Und schließlich die privaten Anlässe zum Feiern. Voran der Geburtstag, ein einprägsames Datum. In der Jugend sehr beliebt, weil man im Mittelpunkt steht und vor allem weil es Geschenke gibt. Im vorgerückten Alter ist dies eher ein ambivalentes Ereignis, weil das Ende des Weges naht und die Besuche zunehmend Kondolenzcharakter annehmen. Besonders freudig werden erfolgreiche Ereignisse persönlicher Leistung gefeiert: das bestandene Abitur, Hochschulabschluss, Meisterprüfung, Richtfest oder neue Wohnung. Es gibt auch Feiern, da steht die Leistung noch aus: die Hochzeit. Wenn diese Prüfung des Lebens doch nicht bestanden wird, dann hält es einige nicht davon ab, dieses Ereignis zu wiederholen – in einer anderen Partnerschaft.

Versäumte Feiertage

Der Tag der Kapitulation des Nazi-Deutschlands hat es nicht zum Status eines Feiertages geschafft. Zu negativ besetzt? Man könnte es ja auch als Tag der Befreiung feiern. So wie auch der 9. November, der Tag des Mauerfalls, der für unsere Nation ein besonders geeigneter Feiertag wäre, ein Zeichen des Aufbruchs. Ebenso hätte der Tag der Gründung der Bundesrepublik Deutschland das Potenzial, uns dankbar zu stimmen, dass wir aus dem dunklen Deutschland schließlich ein helles Deutschland erschaffen haben. Wir haben Europa eine Hymne geschenkt, aber den jährlichen Europatag stets verpennt.

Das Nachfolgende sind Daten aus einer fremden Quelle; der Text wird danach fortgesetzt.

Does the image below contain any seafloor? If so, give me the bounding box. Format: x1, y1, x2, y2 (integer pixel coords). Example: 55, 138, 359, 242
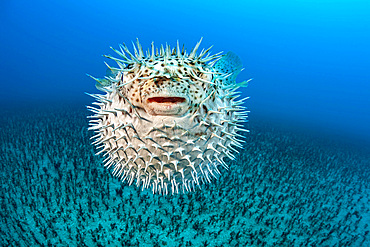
0, 103, 370, 247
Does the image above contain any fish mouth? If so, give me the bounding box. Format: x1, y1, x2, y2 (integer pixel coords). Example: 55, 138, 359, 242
144, 96, 189, 116
148, 97, 186, 104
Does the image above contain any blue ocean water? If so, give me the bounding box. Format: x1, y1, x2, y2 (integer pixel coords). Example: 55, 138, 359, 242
0, 0, 370, 246
0, 0, 370, 143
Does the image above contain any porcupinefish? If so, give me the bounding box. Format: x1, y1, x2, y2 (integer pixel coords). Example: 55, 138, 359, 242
88, 40, 248, 194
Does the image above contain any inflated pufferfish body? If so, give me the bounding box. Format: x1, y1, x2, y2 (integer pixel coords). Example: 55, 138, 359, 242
88, 41, 247, 194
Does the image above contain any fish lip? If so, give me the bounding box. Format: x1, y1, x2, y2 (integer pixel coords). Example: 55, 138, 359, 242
144, 95, 190, 116
147, 96, 187, 104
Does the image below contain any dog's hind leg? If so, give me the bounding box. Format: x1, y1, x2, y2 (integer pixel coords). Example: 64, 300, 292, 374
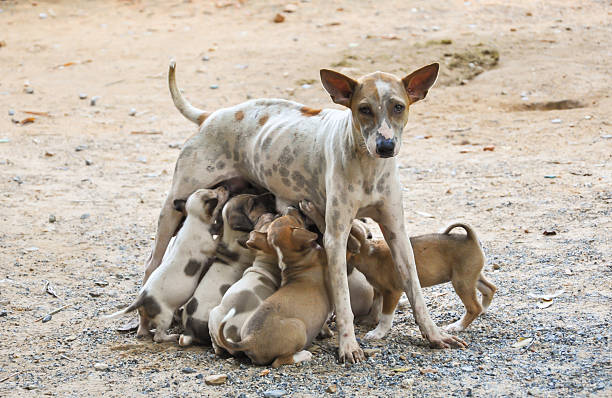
476, 273, 497, 314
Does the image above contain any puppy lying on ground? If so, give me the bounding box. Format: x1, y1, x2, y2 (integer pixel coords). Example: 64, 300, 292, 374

Noch ein Versäumnis: Der gesellschaftliche Diskurs hat das Thema Nachhaltigkeit geprägt, aber für einen Feiertag hat es noch nicht gereicht. Dabei wären die Geschenke der Natur vielfältiger Grund, innezuhalten, zu feiern. Nun, es gibt Anlässe genug: Tag des Wassers, Tag des Baumes, Tag der Natur, Tag der Flüsse, … Aber keines dieser so gewichtigen Themen hat es zu einer feierlichen Würdigung geschafft.

Dabei wäre die Wertschätzung unserer natürlichen Lebensgrundlagen ein vortrefflicher Anlass zu feiern. Doch diese Haltung der Ehrfurcht ordnen wir eher den „Naturvölkern“ zu. Wir halten uns ja für zivilisiert und haben doch so wenig kapiert. Wie wäre es mit einem Feiertag, an dem wir unsere Bäume – im Wald, in der Stadt – umarmen. 83 Millionen Bäume würden sich freuen.

Eigentlich müsste jeder Tag ein Feiertag sein. Denn wir können uns freuen, Krieg in unserem Land nur aus der Geschichte zu kennen. Europa ist frei von gewalttätigen Konflikten zwischen den Nationen. Das Leben in Freiheit und dazu in einem wunderschönen Land sind Gründe genug, jeden Tag als Feiertag zu sehen. Mit dieser Haltung können wir dankbar jeden Tag neu beginnen. Wirklich ein Grund zu feiern. Freude! Fangen wir morgen gleich an.